Nigeria Sends Clear Signal of Getting Serious on Tax Evasion, Avoidance
With revenue from petroleum taxes at its lowest point in fifteen years, Nigeria is under even more pressure to tackle tax evasion and pursue other revenue enhancing initiatives. Indeed, experts have found that tax evasion plays a significant part in the over $50 billion that the continent loses every year to illicit financial flows. West African countries in particular stand “to lose $56 billion between 2012 and 2018 in tax revenue from corporations, most from ineffective tax incentives and transfer pricing.” Thus, it is a major development that the Nigerian government finally has ratified the Convention on Mutual Administrative Assistance in Tax Matters (“the Convention”).
The Convention is “the most comprehensive multilateral instrument available for all forms of tax cooperation to tackle tax evasion and avoidance.” Under the Convention, States agree to provide administrative assistance — in the form of information exchange, recovery assistance and service of documents — to each other in tax matters. (Where appropriate, this assistance may involve measures issued by judicial bodies.) Broader than the standard bilateral tax treaty, the Convention applies not only to taxes on income, profits, capital gains, and net wealth but also taxes imposed by political subdivisions or local tax authorities, compulsory social security contributions, and other categories (e.g., property taxes, value added taxes, excise taxes).
As a party to the Convention, Nigeria now theoretically has access to the tax files of the over 60 participating countries “including all G20 countries, all BRICS [Brazil, Russia, India, China and South Africa], almost all OECD countries, major financial centres and a growing number of developing countries.” Nigeria can request this information or, with respect to certain categories of cases, enter into agreements for the information to be exchanged automatically. Perhaps the lowest hanging fruit is the spontaneous exchange of information provision under which other States must forward information without prior request from Nigeria. This provision is triggered by a variety of circumstances, most of which pertain to situations where there may have been a tax loss to Nigeria. Tax savings that may have resulted from “artificial transfers of profits within groups of enterprises” — in other words, transfer pricing — is one of these situations.
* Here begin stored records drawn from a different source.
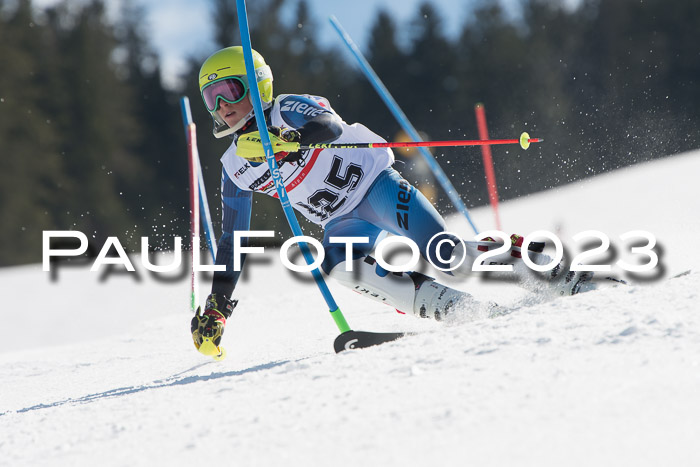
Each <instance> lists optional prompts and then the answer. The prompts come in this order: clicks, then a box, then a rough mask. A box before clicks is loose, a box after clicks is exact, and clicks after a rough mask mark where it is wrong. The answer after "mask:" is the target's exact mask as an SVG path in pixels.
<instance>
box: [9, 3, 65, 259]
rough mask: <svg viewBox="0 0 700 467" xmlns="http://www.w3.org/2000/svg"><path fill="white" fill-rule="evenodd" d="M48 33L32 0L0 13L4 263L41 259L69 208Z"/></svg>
mask: <svg viewBox="0 0 700 467" xmlns="http://www.w3.org/2000/svg"><path fill="white" fill-rule="evenodd" d="M1 7H2V5H1V4H0V11H1V10H2V8H1ZM46 36H47V31H46V28H45V27H43V26H41V25H38V24H36V21H35V18H34V15H33V12H32V5H31V1H30V0H20V1H19V2H18V4H17V6H16V9H15V10H14V11H12V12H9V13H8V14H7V15H6V16H5V15H0V70H2V72H1V73H0V141H1V142H2V147H1V148H0V151H2V156H0V219H2V224H3V227H2V228H1V229H0V266H7V265H11V264H16V263H18V262H27V261H34V262H38V261H40V260H41V238H42V230H49V229H54V228H55V226H56V223H55V222H56V215H55V211H56V210H57V209H65V206H61V204H60V201H59V200H58V199H57V198H60V195H59V196H57V194H58V193H60V191H61V190H62V188H63V187H64V186H65V184H66V179H65V177H64V176H63V173H62V171H63V162H64V157H62V154H61V153H60V151H59V150H58V149H57V144H58V141H59V136H60V135H59V129H58V128H57V125H56V118H57V117H58V115H57V114H56V113H54V112H52V111H51V110H52V107H53V106H52V101H53V100H54V99H56V98H58V96H57V95H55V94H49V93H48V92H47V91H52V90H53V86H52V84H53V76H52V70H51V69H50V68H49V67H48V66H47V63H50V59H51V51H50V50H47V49H45V48H44V47H43V42H44V39H45V38H46Z"/></svg>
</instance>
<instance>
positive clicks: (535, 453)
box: [0, 152, 700, 466]
mask: <svg viewBox="0 0 700 467" xmlns="http://www.w3.org/2000/svg"><path fill="white" fill-rule="evenodd" d="M698 173H700V152H694V153H688V154H684V155H680V156H675V157H672V158H668V159H664V160H661V161H656V162H651V163H646V164H642V165H639V166H636V167H633V168H629V169H624V170H620V171H617V172H614V173H610V174H606V175H602V176H598V177H595V178H592V179H590V180H586V181H584V182H581V183H577V184H573V185H570V186H567V187H564V188H562V189H558V190H555V191H548V192H544V193H540V194H537V195H534V196H530V197H527V198H523V199H518V200H515V201H512V202H508V203H503V204H502V205H501V218H502V220H503V222H504V230H506V231H508V232H509V233H510V232H518V233H522V234H527V233H529V232H531V231H534V230H540V229H545V230H551V231H553V232H555V231H556V232H557V234H558V235H559V236H560V238H561V239H562V241H564V243H565V245H567V247H568V248H572V249H575V248H573V247H572V246H571V245H573V246H574V247H575V246H576V244H575V243H572V241H571V237H572V236H573V235H575V234H576V233H578V232H581V231H584V230H590V229H596V230H600V231H602V232H604V233H605V234H607V235H608V236H609V237H610V239H611V242H612V243H613V245H616V247H617V255H616V256H615V258H613V259H617V258H619V257H625V254H626V253H625V251H626V250H627V249H629V248H628V246H626V245H625V244H624V243H622V242H621V240H619V238H618V236H619V235H620V234H621V233H624V232H627V231H630V230H639V229H643V230H647V231H650V232H652V233H653V234H654V235H656V237H657V239H658V242H659V246H658V247H657V251H658V252H659V253H660V258H661V261H660V265H659V266H658V267H657V268H656V270H655V271H653V272H654V274H652V275H651V277H646V280H645V278H644V277H642V278H640V277H631V278H630V277H628V279H631V280H632V281H633V282H634V284H633V285H629V286H623V287H617V288H608V289H604V290H599V291H595V292H591V293H587V294H581V295H577V296H574V297H566V298H558V299H554V300H549V301H542V300H538V299H537V297H534V296H531V294H527V293H525V292H521V291H520V290H519V289H517V288H516V287H514V286H513V285H511V284H509V283H507V282H497V283H495V284H494V283H484V282H483V281H480V280H478V279H470V280H468V281H467V282H464V283H461V284H458V285H459V287H460V288H462V289H463V290H467V291H470V292H473V293H474V294H475V295H476V296H478V297H479V298H483V299H488V300H495V301H499V302H507V303H508V304H509V306H514V307H516V309H515V311H514V312H513V313H512V314H510V315H507V316H503V317H500V318H495V319H485V318H480V317H478V316H476V317H469V316H465V317H464V319H462V320H460V321H459V322H457V323H454V324H452V325H443V324H439V323H435V322H433V321H428V320H419V319H415V318H413V317H410V316H402V315H399V314H397V313H395V312H393V310H391V309H389V308H388V307H386V306H383V305H381V304H375V303H373V302H369V301H368V300H366V299H364V298H362V297H359V296H357V295H355V294H353V293H352V292H350V291H348V290H345V289H343V288H342V287H340V286H338V285H336V284H332V283H331V284H330V286H331V289H332V291H333V293H334V295H335V297H336V299H337V301H338V302H339V303H340V305H341V307H342V308H343V310H344V313H345V316H346V317H347V319H348V321H349V322H350V324H351V325H352V326H353V328H355V329H361V330H367V331H389V330H406V331H416V332H417V334H415V335H413V336H411V337H407V338H404V339H402V340H400V341H397V342H394V343H391V344H386V345H382V346H379V347H375V348H371V349H366V350H358V351H351V352H345V353H342V354H338V355H336V354H335V353H333V350H332V341H333V339H334V337H335V336H336V335H337V329H336V328H335V325H334V323H333V321H332V319H331V318H330V317H329V316H328V313H327V311H326V307H325V304H324V302H323V300H322V297H321V295H320V294H319V293H318V292H317V290H316V288H315V286H314V285H313V283H312V282H309V281H308V280H301V279H299V278H298V277H297V276H295V275H293V274H292V273H290V272H289V271H287V270H285V269H283V267H282V266H281V265H280V263H279V259H278V257H277V253H276V252H275V251H269V252H268V253H267V254H266V255H265V256H264V257H263V258H261V259H258V260H257V261H255V262H254V263H251V267H249V269H248V271H247V272H246V274H245V276H244V279H243V280H242V282H241V284H240V285H239V288H238V289H237V292H238V293H239V296H238V298H240V299H241V303H240V306H239V307H238V308H237V309H236V312H235V314H234V316H233V318H232V319H230V320H229V323H228V326H227V329H226V334H225V336H224V344H225V346H226V348H227V350H228V358H227V359H226V360H225V361H223V362H214V361H212V360H211V359H208V358H205V357H203V356H201V355H199V354H198V353H197V352H196V351H195V350H194V347H193V346H192V343H191V339H190V336H189V320H190V315H189V311H188V306H187V304H188V293H189V282H188V278H187V277H186V274H185V275H184V276H183V277H181V278H179V279H177V280H173V281H171V282H165V281H163V280H157V279H154V278H153V277H152V276H151V275H149V274H148V273H146V272H144V270H143V267H140V265H139V264H136V267H137V270H139V271H140V273H139V276H140V277H139V278H136V277H135V274H126V273H123V274H111V275H107V276H106V277H102V278H101V277H100V276H101V275H100V274H97V273H91V272H89V268H88V266H83V267H71V268H62V269H59V272H58V278H57V280H56V281H51V279H50V274H49V273H44V272H42V271H41V267H40V266H39V265H31V266H24V267H13V268H6V269H3V270H0V283H1V284H3V285H2V288H3V291H4V295H5V297H6V300H5V304H6V306H5V307H4V308H3V311H2V312H1V313H2V314H1V315H0V319H1V320H2V323H3V325H2V330H3V333H2V335H3V338H2V339H0V382H1V383H0V465H8V466H19V465H22V466H29V465H32V466H34V465H42V466H43V465H60V466H63V465H71V466H81V465H101V466H102V465H107V466H124V465H129V466H140V465H144V466H145V465H243V466H271V465H332V466H349V465H371V466H374V465H382V466H385V465H389V466H393V465H396V466H398V465H401V466H407V465H410V466H424V465H439V466H457V465H459V466H463V465H503V466H511V465H519V466H550V465H551V466H562V465H565V466H579V465H580V466H591V465H596V466H619V465H635V466H659V465H674V466H696V465H700V447H698V443H697V439H698V432H699V431H700V313H699V310H698V305H697V302H698V291H699V290H700V287H699V285H700V273H699V272H697V267H698V264H699V263H700V249H698V248H697V238H698V235H700V221H699V219H700V218H699V217H698V213H700V201H699V200H700V184H698V183H697V174H698ZM473 215H474V218H475V222H476V224H477V225H479V226H480V227H481V228H482V229H486V228H492V227H493V221H492V214H491V211H490V209H488V208H484V209H477V210H475V211H474V212H473ZM449 223H450V226H451V229H452V230H454V231H456V232H462V233H463V234H464V235H465V236H468V235H471V232H470V231H469V230H468V227H466V225H467V224H466V221H464V220H463V219H461V218H453V219H450V220H449ZM135 258H137V257H135ZM607 259H608V260H610V258H607ZM164 261H165V260H164ZM612 262H614V261H612ZM688 269H692V270H693V271H692V272H690V273H689V274H685V275H683V276H681V277H677V278H671V276H673V275H675V274H678V273H681V272H683V271H686V270H688ZM8 292H9V294H8ZM201 292H202V296H206V293H207V285H206V284H203V285H202V291H201ZM7 298H9V300H8V299H7Z"/></svg>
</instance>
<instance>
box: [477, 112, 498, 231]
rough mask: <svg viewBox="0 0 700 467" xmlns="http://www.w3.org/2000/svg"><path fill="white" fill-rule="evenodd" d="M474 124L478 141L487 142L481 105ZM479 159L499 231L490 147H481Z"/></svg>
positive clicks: (483, 145) (495, 179)
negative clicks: (480, 152)
mask: <svg viewBox="0 0 700 467" xmlns="http://www.w3.org/2000/svg"><path fill="white" fill-rule="evenodd" d="M474 111H475V112H476V124H477V127H478V129H479V139H481V140H483V141H488V139H489V131H488V128H487V127H486V111H485V110H484V105H483V104H480V103H479V104H476V106H475V107H474ZM481 157H482V159H483V160H484V173H485V174H486V187H487V188H488V191H489V201H490V203H491V208H492V209H493V214H494V216H495V218H496V229H497V230H501V218H500V216H499V215H498V188H497V186H496V172H495V171H494V169H493V158H492V157H491V146H490V145H483V146H481Z"/></svg>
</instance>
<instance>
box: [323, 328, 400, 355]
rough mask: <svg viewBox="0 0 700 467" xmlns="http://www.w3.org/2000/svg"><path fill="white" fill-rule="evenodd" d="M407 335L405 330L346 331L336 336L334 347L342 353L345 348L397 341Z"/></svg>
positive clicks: (358, 348) (335, 350) (383, 343)
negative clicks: (389, 330)
mask: <svg viewBox="0 0 700 467" xmlns="http://www.w3.org/2000/svg"><path fill="white" fill-rule="evenodd" d="M406 335H407V334H406V333H405V332H366V331H346V332H344V333H342V334H340V335H339V336H338V337H336V338H335V342H334V343H333V348H334V349H335V353H340V352H342V351H344V350H352V349H364V348H366V347H372V346H374V345H380V344H384V343H386V342H391V341H395V340H396V339H400V338H402V337H404V336H406Z"/></svg>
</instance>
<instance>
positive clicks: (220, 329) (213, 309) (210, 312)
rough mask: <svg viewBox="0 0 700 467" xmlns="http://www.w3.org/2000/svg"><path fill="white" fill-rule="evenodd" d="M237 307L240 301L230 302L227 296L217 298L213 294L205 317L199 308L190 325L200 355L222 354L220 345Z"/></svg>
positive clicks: (206, 311)
mask: <svg viewBox="0 0 700 467" xmlns="http://www.w3.org/2000/svg"><path fill="white" fill-rule="evenodd" d="M236 305H238V300H229V299H228V298H227V297H226V296H225V295H222V296H220V297H217V296H216V294H211V295H209V297H207V302H206V305H205V306H204V314H203V315H201V314H200V312H201V308H197V313H196V314H195V315H194V318H192V321H191V323H190V330H191V331H192V340H193V341H194V346H195V347H196V348H197V350H199V352H200V353H202V354H204V355H216V354H219V353H220V349H219V344H220V343H221V337H222V336H223V334H224V327H226V319H228V318H230V317H231V315H232V314H233V310H234V308H236Z"/></svg>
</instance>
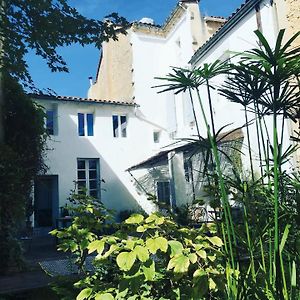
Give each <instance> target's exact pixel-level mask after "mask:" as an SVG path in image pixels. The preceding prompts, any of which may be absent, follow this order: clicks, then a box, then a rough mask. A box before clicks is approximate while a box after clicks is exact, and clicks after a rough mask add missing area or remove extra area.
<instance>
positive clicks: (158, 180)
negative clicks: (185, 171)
mask: <svg viewBox="0 0 300 300" xmlns="http://www.w3.org/2000/svg"><path fill="white" fill-rule="evenodd" d="M160 184H168V193H169V198H168V199H160V197H159V185H160ZM165 194H166V187H165V186H164V187H163V196H165ZM156 198H157V201H158V202H159V203H164V204H167V205H171V200H172V199H171V183H170V181H169V180H157V181H156ZM163 198H164V197H163Z"/></svg>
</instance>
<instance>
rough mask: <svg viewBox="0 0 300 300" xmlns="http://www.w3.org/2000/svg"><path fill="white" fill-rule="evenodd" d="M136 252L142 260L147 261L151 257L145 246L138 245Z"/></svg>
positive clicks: (137, 257)
mask: <svg viewBox="0 0 300 300" xmlns="http://www.w3.org/2000/svg"><path fill="white" fill-rule="evenodd" d="M134 253H135V254H136V256H137V258H138V259H139V260H140V261H141V262H146V261H147V260H148V259H149V252H148V250H147V249H146V248H145V247H143V246H136V247H135V248H134Z"/></svg>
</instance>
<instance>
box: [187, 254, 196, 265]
mask: <svg viewBox="0 0 300 300" xmlns="http://www.w3.org/2000/svg"><path fill="white" fill-rule="evenodd" d="M197 259H198V258H197V255H196V254H195V253H191V254H189V260H190V262H191V263H192V264H194V263H196V261H197Z"/></svg>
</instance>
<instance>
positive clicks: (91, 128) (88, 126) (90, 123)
mask: <svg viewBox="0 0 300 300" xmlns="http://www.w3.org/2000/svg"><path fill="white" fill-rule="evenodd" d="M86 121H87V128H88V136H93V135H94V115H93V114H87V115H86Z"/></svg>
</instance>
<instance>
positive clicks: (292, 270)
mask: <svg viewBox="0 0 300 300" xmlns="http://www.w3.org/2000/svg"><path fill="white" fill-rule="evenodd" d="M296 274H297V271H296V262H295V261H293V264H292V276H291V285H292V287H296V286H297V275H296Z"/></svg>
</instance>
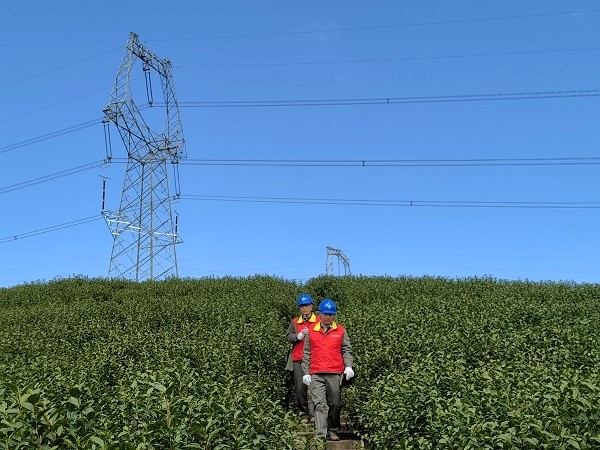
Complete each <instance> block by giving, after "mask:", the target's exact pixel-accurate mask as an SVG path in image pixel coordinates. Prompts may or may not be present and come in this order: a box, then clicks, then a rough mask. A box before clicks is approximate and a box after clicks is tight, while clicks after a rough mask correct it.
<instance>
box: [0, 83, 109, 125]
mask: <svg viewBox="0 0 600 450" xmlns="http://www.w3.org/2000/svg"><path fill="white" fill-rule="evenodd" d="M107 90H108V89H106V88H104V89H98V90H96V91H93V92H88V93H87V94H83V95H80V96H78V97H74V98H70V99H68V100H63V101H62V102H58V103H54V104H52V105H48V106H44V107H43V108H38V109H34V110H32V111H27V112H25V113H23V114H19V115H18V116H12V117H9V118H7V119H3V120H0V123H5V122H9V121H11V120H15V119H19V118H21V117H25V116H28V115H30V114H34V113H36V112H40V111H45V110H47V109H50V108H54V107H55V106H60V105H64V104H65V103H69V102H73V101H75V100H79V99H82V98H84V97H87V96H89V95H93V94H97V93H98V92H105V91H107Z"/></svg>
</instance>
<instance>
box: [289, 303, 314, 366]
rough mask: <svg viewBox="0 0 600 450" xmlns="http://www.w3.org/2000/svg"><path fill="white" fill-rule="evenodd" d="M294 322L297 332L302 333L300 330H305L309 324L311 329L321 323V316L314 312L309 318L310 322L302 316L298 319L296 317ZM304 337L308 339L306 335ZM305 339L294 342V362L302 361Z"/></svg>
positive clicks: (293, 347) (296, 330) (292, 322)
mask: <svg viewBox="0 0 600 450" xmlns="http://www.w3.org/2000/svg"><path fill="white" fill-rule="evenodd" d="M292 323H293V324H294V328H295V329H296V334H298V333H300V330H303V329H304V328H305V327H307V326H308V329H309V330H312V329H313V328H314V327H315V325H316V324H317V323H319V318H318V317H317V316H315V315H314V313H313V314H311V316H310V319H308V322H305V321H304V320H303V319H302V316H300V317H298V318H297V319H296V318H294V319H293V320H292ZM304 339H306V337H305V338H304ZM304 339H302V340H301V341H296V342H294V346H293V347H292V361H294V362H298V361H302V355H304Z"/></svg>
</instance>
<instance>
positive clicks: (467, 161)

Nigeria also stands to benefit considerably from the enforcement support provided for by the Convention. Upon a recovery assistance request from Nigeria, other States are obligated to “take the necessary steps to recover tax claims […] as if they were its own tax claims.” Nigeria also can request other States to effect service of documents, including judicial decisions, on its behalf.
Ratification of the Convention is a clear sign that Nigeria intends to pay far closer attention to the income-generating activities, and subsequent tax liabilities, of multinational corporations and other taxpayers.